Le document révèle que tous les indicateurs du secteur présentent des résultats négatifs : les exportations de pièces automobiles ont baissé de 9,2% sur un an, tandis que la production de véhicules a enregistré une baisse de 18,6% au premier quadrimestre. Même la vente de carburant, thermomètre du marché de remplacement, a chuté de 0,3% sur l'année.
La crise du secteur des pièces automobiles s'inscrit dans un contexte économique défavorable. Selon les données de l'INDEC (l'institut national de statistiques argentin) du 23/06/2026, l'économie argentine a crû à peine 0,7% au premier trimestre de 2026, tandis que l'investissement a chuté de 11,6% sur un an, accumulant quatre trimestres de baisse. Le chômage se situe à 7,8% et l'informalité du travail a atteint 44,2%.
Le marché des changes montre également des signes de ralentissement : le BCRA (Banque Centrale d'Argentine) a réduit ses achats quotidiens de 138 millions USD (avril-mai) à 79 millions USD (juin), tandis que le dollar de gros a augmenté de 3,8% en juin face à une inflation estimée à 2%.

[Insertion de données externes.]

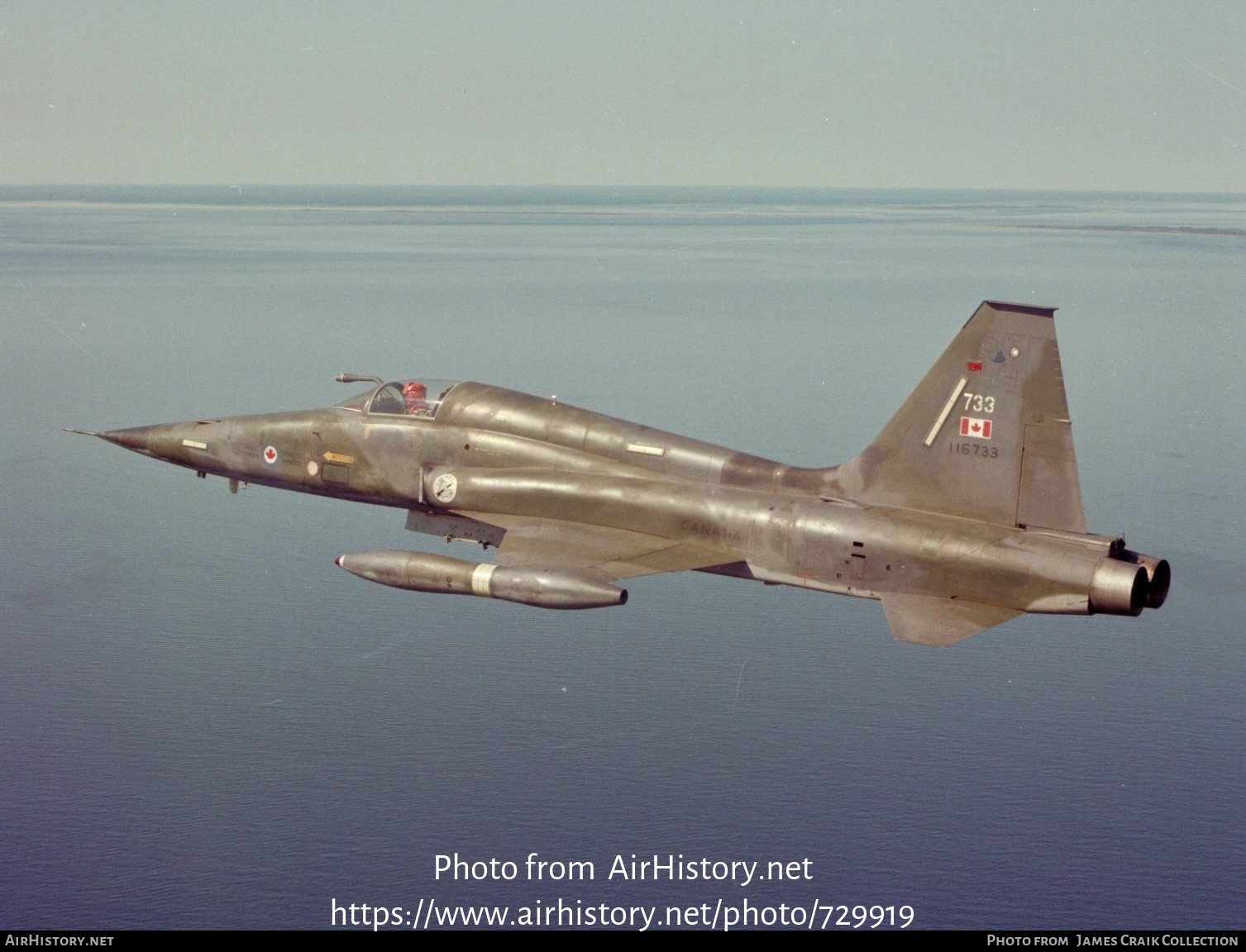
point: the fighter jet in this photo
(963, 513)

Juan Cantarella, Directeur Exécutif de l'AFAC, a expliqué les raisons de cette crise : "On observe une continuité dans la baisse de l'activité et de l'emploi dans le secteur des pièces automobiles, tant en ce qui concerne l'approvisionnement des usines d'assemblage qui ont réduit la production, annulé des projets et fortement réduit le contenu local ; que sur le marché de remplacement avec une très forte hausse des importations d'origine chinoise, avec des prix qui ne résultent pas des forces libres de l'offre et de la demande".
La capacité installée utilisée dans le secteur s'est située à seulement 56,1% en avril, en dessous de la moyenne de l'industrie générale (61,6%). Ce niveau représente un minimum historique qui témoigne de l'ampleur du ralentissement que traverse la chaîne de valeur automobile.

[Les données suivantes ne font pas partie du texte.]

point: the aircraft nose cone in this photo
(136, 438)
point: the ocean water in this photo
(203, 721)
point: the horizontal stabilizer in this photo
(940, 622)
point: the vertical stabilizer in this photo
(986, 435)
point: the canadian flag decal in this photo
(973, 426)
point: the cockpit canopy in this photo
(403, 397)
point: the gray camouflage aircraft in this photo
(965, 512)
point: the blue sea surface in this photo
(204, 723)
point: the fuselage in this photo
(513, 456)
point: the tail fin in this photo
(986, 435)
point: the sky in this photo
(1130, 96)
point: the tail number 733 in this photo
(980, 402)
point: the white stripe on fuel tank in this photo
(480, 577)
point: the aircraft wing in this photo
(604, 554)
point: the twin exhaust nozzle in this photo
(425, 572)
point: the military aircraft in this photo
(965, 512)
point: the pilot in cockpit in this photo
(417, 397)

L'industrie des pièces automobiles fabrique les composants utilisés pour assembler des véhicules : moteurs, transmissions, systèmes de freins, pièces de carrosserie, systèmes électriques, entre autres. C'est un secteur stratégique car il génère de l'emploi qualifié, des devises par les exportations et a un fort effet d'entraînement sur d'autres industries (métallurgie, plastiques, électronique).
L'Argentine possède une longue tradition dans ce secteur, liée aux usines d'assemblage comme Toyota, Ford, Volkswagen, Fiat et Peugeot. La crise de ce secteur impacte directement les régions industrielles comme le conurbano bonaerense (banlieue industrielle de Buenos Aires), les provinces de Córdoba et Santa Fe.
Note pour les lecteurs étrangers : Le conurbano bonaerense est la zone industrielle la plus importante d'Argentine, située autour de la capitale fédérale. Córdoba et Santa Fe sont des provinces du centre du pays avec une forte tradition industrielle automobile.
Le rapport de l'AFAC n'inclut pas de projections spécifiques pour les prochains mois, mais avertit que les données d'avril renforcent un panorama défavorable. La nécessité de surveiller l'évolution du marché interne et externe se présente comme une priorité pour le reste de l'année.
Le secteur fait face à un défi structurel : concurrencer avec les importations d'origine chinoise qui offrent des prix inférieurs aux coûts de production locaux, tandis que la demande interne se contracte et que les usines d'assemblage réduisent leur niveau d'activité et leur contenu local dans les véhicules qu'elles produisent.